Son principe est qu'il n'y a qu'un seul Dieu non engendré. Tout le reste ne peut être que créature. Le Fils n'est donc pas engendré, il est créé, il n'est pas de substance et de nature divine, il n'est pas Dieu ; de même que l'Esprit. Il invoque les textes suivants : Proverbes 8, 22 ; Marc 10, 18 ; 13, 32 ; Jean 5, 13 ; 14, 28 ; 17, 3 ...

Arius est excommunié par un concile d'Alexandrie, mais il refuse la condamnation et cherche des appuis en orient. L'affaire se complique et l'empereur Constantin convoque un concile œcuménique à Nicée pour ramener l'unité dans l'Eglise.

 

Le concile de Nicée (du 20 mai au 19 juin 325)

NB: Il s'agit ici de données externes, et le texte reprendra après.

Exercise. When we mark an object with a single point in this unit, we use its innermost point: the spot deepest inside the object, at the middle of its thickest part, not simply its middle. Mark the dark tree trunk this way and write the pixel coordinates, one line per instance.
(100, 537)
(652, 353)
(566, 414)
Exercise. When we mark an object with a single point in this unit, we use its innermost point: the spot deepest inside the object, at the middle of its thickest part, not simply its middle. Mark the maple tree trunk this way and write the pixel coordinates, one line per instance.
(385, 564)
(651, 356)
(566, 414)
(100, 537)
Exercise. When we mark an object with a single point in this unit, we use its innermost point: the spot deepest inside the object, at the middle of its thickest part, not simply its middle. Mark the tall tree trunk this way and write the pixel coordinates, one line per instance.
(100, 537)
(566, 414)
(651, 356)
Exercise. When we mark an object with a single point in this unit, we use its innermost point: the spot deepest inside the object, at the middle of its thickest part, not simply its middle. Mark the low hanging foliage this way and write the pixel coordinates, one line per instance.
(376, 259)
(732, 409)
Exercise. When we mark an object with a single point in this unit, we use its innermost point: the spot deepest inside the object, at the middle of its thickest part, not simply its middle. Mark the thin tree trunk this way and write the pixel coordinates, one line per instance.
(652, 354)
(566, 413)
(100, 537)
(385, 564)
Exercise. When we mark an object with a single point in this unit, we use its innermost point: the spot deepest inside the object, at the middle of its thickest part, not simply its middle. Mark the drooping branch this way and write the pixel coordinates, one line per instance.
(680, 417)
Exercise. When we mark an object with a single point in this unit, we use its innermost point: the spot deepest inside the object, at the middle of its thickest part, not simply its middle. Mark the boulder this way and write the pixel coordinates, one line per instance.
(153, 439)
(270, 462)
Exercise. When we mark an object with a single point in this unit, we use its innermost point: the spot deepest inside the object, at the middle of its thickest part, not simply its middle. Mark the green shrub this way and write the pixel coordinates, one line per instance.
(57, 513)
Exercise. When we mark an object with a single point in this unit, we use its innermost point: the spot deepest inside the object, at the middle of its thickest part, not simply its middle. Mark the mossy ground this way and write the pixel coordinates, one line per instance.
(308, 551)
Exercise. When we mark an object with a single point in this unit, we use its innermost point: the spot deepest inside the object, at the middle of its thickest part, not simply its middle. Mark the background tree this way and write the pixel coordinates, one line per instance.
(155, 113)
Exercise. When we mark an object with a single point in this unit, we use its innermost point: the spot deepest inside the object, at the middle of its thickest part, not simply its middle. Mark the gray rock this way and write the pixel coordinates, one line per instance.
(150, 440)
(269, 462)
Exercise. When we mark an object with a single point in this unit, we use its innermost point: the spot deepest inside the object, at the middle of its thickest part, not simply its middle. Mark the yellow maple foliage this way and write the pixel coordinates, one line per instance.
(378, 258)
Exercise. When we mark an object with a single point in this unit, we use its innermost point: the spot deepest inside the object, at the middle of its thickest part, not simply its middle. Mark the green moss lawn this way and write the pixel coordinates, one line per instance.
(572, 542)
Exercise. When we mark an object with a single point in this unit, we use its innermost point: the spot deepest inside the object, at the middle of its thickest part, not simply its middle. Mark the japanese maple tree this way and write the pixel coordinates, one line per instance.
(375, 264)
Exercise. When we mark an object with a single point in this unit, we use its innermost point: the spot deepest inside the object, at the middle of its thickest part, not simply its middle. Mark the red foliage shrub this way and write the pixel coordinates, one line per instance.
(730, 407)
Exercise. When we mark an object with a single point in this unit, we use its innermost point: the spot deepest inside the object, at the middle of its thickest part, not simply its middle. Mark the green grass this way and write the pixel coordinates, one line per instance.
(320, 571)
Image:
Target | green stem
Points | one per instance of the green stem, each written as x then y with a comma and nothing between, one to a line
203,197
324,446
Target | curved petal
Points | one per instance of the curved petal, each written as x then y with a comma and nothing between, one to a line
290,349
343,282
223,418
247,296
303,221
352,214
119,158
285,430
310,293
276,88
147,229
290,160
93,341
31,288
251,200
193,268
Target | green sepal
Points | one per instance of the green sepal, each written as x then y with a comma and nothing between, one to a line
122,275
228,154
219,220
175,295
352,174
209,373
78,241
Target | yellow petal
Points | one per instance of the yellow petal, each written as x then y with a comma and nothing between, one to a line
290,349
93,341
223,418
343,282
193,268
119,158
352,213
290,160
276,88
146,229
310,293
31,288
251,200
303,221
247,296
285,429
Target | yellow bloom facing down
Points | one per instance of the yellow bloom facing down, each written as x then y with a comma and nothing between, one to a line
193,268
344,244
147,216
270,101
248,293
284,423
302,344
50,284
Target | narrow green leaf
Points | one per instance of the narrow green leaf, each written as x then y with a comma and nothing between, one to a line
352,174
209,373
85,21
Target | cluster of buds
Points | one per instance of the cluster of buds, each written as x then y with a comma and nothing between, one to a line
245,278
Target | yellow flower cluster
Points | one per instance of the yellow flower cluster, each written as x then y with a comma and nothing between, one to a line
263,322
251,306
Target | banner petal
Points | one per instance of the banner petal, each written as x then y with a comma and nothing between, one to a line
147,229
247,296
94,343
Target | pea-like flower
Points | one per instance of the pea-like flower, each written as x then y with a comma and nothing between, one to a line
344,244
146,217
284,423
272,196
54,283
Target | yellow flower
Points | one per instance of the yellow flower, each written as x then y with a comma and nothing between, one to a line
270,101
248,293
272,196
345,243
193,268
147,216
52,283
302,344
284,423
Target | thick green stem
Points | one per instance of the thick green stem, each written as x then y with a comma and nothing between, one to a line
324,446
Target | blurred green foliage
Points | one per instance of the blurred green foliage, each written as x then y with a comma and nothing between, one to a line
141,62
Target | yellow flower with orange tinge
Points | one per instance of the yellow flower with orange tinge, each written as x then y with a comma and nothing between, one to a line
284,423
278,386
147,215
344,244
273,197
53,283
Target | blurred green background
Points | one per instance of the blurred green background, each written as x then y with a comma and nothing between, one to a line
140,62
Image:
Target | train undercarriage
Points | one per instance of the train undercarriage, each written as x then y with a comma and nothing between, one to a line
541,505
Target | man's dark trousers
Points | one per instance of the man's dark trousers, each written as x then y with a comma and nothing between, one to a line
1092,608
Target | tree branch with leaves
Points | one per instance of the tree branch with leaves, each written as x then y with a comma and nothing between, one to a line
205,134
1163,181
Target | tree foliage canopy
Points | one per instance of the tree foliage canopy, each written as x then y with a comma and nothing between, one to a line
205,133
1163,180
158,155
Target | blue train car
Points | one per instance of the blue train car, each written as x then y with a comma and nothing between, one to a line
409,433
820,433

Les tendances des évêques présents :

  • Un petit noyau formé des ariens groupés autour d'Eusèbe de Nicomédie.
  • Un centre mené par Eusèbe de Césarée associe des subordinatianistes modérés et des théologiens incertains et timides plus soucieux d'unité que de précision.
  • Ceux qui ont décelé le danger de l'arianisme :
    • L'évêque d'Alexandrie, Alexandre accompagné de son diacre Athanase
    • Le conseiller de Constantin : Ossius de Cordoue
    • Les sabelliens Eustathe d'Antioche et Marcel d'Ancyre.

Les débats

  • Les critiques portées à l'encontre de l'arianisme sont les suivantes :
    • L'arianisme sape le monothéisme
    • L'arianisme pose le problème de la médiation du Christ et donc du salut. Comment l'homme peut-il être racheté si le rédempteur n'est pas Dieu ? Cet argument a fait toute la différence, car il met l'accent sur la spécificité du christianisme, à savoir que la créature ne se sauve pas elle-même, mais que le salut vient de Dieu. C'est pourquoi le Fils est Dieu, puisqu'il sauve.
  • La conclusion
    Les membres du concile affirment la divinité de Jésus en déclarant le Fils consubstantiel (homoousios) au Père, c'est-à-dire de la même essence.

 

Les suites du concile de Nicée

Le problème n'est pas réglé pour différentes raisons :

  • Les raisons linguistiques
    L'occident s'exprime en latin et l'orient en grec, et cela crée des ambiguïtés. De nombreux évêques orientaux n'apprécient pas le terme consubstantiel, surtout lorsqu'il est employé par un occidental. En effet, en grec il signifie : de la même essence (du mot ousia présent dans homoousios = consubstantiel). En latin, ousia est traduit par substantia = substance, qui exprime une notion plus physique que ousia, et qui est donc plus proche du mot personne. Les orientaux suspectent donc toujours les occidentaux de sabellianisme, et les occidentaux considèrent toujours les orientaux comme de possibles ariens.
    Les évêques orientaux multiplient les formules pour tenter de remplacer le terme consubstantiel. C'est ainsi que naissent les thèses suivantes :
    • La formule du concile d'Antioche de 341 qui rejette le consubstantiel de Nicée tout en affirmant les 3 personnes et la divinité du Christ.
    • L'anoméisme (du grec anomoios = différent) d'Aèce (en 355) ; pour lequel le Fils est totalement différent du Père.
    • La formule du concile d'Ancyre de 358 qui rejette toujours le terme consubstantiel mais qui affirme que le Fils est coéternel avec le Père et semblable à lui selon la substance.
    • L'homéisme d'Acace proposé au concile de Sirmium en 359. C'est une formule vague qui présente le Fils semblable au Père en toutes choses et selon les Ecritures.
    • La formule de Basile de Césarée (vers 375) qui définit la Trinité comme une substance en 3 personnes et qui rejoint la position occidentale.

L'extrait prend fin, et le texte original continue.